Amy Winehouse enciende la mecha del Rock en Rio de Lisboa sin voz y apenas en pie


FRANCISCO CHACÓN (Enviado especial)

LISBOA.- ¿Amy Winehouse sí? ¿Amy Winehouse no? ¿Aparecería Amy? ¿Cancelaría a última hora? Mar de dudas y expectación máxima en la apertura de la tercera edición lisboeta de Rock in Rio ante el regreso de la reina británica del soul del siglo XXI tras ocho meses sin ser capaz de ofrecer conciertos.

Viendo el lamentable estado en el que se plantó delante de 90.000 personas en el Parque da Bela Vista, no resulta nada extraño comprender por qué tan larga ausencia de los escenarios y por qué cada vez parece causarle más perjuicios el ruido mediático en el que se ha dejado envolver por la prensa británica más despiadada.

Casi 40 minutos hubo que esperar a que la diva de tan sólo 24 primaveras reuniese las fuerzas suficientes para, convenientemente escoltada por dos de sus músicos, ponerse delante del micrófono. Bastante que logró sostenerse en pie a duras penas, tal era su grado etílico y de otras sustancias.

Estaba ahí, pero había dejado su portentosa voz en Camden Town, el distrito londinense donde se puede decir que malvive. El chorro de su garganta joven pero heredera de las grandes maestras de la Tamla Motown o la Stax se transmutó, para disgusto de sus ávidos fans, en una patética exhibición aguardentosa que nada tenía que ver con el derroche que rezuma su aclamado álbum ‘Back to black’.

“Amy, Amy, Amy”, gritaba la multitud en el arranque de un show tan escueto que ni siquiera alcanzó una hora de duración. Y eso que la organización le había reservado 90 minutos para explayarse en el ‘prime time’ de la primera de las cinco veladas de este macrofestival, antesala del Rock in Rio que desembarcará en Madrid el último fin de semana de junio y el primero de julio.

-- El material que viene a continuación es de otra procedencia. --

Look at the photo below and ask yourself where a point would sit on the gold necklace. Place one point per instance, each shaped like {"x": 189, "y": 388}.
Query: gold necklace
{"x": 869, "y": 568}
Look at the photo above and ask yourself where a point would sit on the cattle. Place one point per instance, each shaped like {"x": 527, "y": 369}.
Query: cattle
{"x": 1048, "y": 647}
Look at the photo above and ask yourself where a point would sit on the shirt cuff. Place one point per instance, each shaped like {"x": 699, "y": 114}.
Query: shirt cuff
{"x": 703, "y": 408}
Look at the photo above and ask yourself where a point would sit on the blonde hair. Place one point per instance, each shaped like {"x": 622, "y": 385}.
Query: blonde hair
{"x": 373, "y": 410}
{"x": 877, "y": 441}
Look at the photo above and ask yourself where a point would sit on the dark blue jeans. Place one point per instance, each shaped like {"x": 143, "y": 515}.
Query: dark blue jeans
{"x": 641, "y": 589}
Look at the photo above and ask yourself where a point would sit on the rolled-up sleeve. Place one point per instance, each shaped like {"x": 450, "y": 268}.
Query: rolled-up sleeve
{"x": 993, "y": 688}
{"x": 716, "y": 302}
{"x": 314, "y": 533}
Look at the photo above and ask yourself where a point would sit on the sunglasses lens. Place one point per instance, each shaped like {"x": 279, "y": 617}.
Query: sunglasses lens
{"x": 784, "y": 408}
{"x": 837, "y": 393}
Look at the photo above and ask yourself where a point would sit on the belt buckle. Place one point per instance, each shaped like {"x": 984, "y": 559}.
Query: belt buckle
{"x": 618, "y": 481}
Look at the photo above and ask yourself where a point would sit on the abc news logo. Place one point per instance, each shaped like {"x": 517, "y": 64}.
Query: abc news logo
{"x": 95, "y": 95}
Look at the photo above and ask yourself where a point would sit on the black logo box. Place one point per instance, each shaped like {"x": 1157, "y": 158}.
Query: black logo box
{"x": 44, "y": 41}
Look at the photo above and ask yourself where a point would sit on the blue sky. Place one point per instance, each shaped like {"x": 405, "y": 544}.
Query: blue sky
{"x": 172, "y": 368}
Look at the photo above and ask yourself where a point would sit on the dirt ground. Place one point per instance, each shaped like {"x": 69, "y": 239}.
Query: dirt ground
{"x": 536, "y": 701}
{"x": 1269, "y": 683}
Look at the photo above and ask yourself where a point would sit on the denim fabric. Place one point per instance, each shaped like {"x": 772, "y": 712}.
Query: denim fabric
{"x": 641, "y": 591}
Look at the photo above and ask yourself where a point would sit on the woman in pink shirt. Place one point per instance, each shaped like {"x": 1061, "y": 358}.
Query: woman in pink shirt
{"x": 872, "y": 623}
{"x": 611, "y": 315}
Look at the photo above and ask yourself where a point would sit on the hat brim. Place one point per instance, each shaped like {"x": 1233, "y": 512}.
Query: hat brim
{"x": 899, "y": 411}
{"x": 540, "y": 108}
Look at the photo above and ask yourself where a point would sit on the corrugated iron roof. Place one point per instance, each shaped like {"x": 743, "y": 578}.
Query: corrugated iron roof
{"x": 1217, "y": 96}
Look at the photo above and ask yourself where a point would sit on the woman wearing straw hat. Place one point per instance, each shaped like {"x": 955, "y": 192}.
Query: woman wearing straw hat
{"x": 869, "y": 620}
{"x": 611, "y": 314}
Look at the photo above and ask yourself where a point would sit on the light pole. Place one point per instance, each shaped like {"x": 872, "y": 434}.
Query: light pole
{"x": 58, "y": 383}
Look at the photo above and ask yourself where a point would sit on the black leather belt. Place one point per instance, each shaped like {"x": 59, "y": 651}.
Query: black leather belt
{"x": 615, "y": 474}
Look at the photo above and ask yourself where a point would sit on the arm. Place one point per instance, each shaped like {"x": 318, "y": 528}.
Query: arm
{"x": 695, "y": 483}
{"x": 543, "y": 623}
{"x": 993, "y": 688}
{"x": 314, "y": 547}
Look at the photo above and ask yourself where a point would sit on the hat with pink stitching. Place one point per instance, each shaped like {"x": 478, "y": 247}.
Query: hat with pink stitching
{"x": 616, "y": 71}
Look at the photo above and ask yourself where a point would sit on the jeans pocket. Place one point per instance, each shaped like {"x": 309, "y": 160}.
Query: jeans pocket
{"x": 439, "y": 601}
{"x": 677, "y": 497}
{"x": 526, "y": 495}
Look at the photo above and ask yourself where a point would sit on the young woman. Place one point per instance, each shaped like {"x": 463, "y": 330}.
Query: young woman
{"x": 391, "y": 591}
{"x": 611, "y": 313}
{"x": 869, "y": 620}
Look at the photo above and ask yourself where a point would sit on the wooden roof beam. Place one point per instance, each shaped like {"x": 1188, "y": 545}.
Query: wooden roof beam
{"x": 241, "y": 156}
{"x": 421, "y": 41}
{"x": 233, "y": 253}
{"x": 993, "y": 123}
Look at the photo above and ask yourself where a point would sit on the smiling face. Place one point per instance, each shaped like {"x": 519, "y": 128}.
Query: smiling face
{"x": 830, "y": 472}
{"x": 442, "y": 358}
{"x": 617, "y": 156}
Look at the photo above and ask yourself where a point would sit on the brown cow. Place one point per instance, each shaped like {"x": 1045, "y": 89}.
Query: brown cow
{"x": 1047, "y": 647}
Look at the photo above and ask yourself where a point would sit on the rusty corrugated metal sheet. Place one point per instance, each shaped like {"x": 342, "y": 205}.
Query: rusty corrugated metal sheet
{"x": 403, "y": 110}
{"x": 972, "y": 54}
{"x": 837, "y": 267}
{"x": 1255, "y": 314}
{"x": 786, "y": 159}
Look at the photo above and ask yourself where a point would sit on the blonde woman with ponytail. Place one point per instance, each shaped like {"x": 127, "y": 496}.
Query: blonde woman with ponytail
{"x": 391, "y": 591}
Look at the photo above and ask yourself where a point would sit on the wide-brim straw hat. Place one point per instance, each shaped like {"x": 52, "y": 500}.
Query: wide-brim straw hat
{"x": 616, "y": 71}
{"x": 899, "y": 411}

Copa en mano, no tardó en acometer ‘Just friends’, uno de varios temas de ‘reggae’ que jalonaron su actuación. Sus brillantes himnos se quedaban en piezas sustentadas por la potencia negroide de su banda, sobre la cual le costaba elevar su volumen vocal. Era la prueba palpable de que le urge ingresar en una clínica de desintoxicación porque, de otro modo, se asoma al borde del precipicio.

Tosía y tosía mientras se sumergía en un doble homenaje a los recordados Specials, los adalides de la resurrección del sonido ‘ska’ a finales de los 70 y principios de los 80. Ritmos salvajes emparentados con los que salen permanentemente de las calles de Brixton. Eran ‘Message to you’, ‘Rudy’ y ‘You’re wandering now’, que remitían a los días en que los Selecter y The Beat secundaban al grupo de Terry Hall en el trono de un género que corrió paralelo a la ‘new wave’.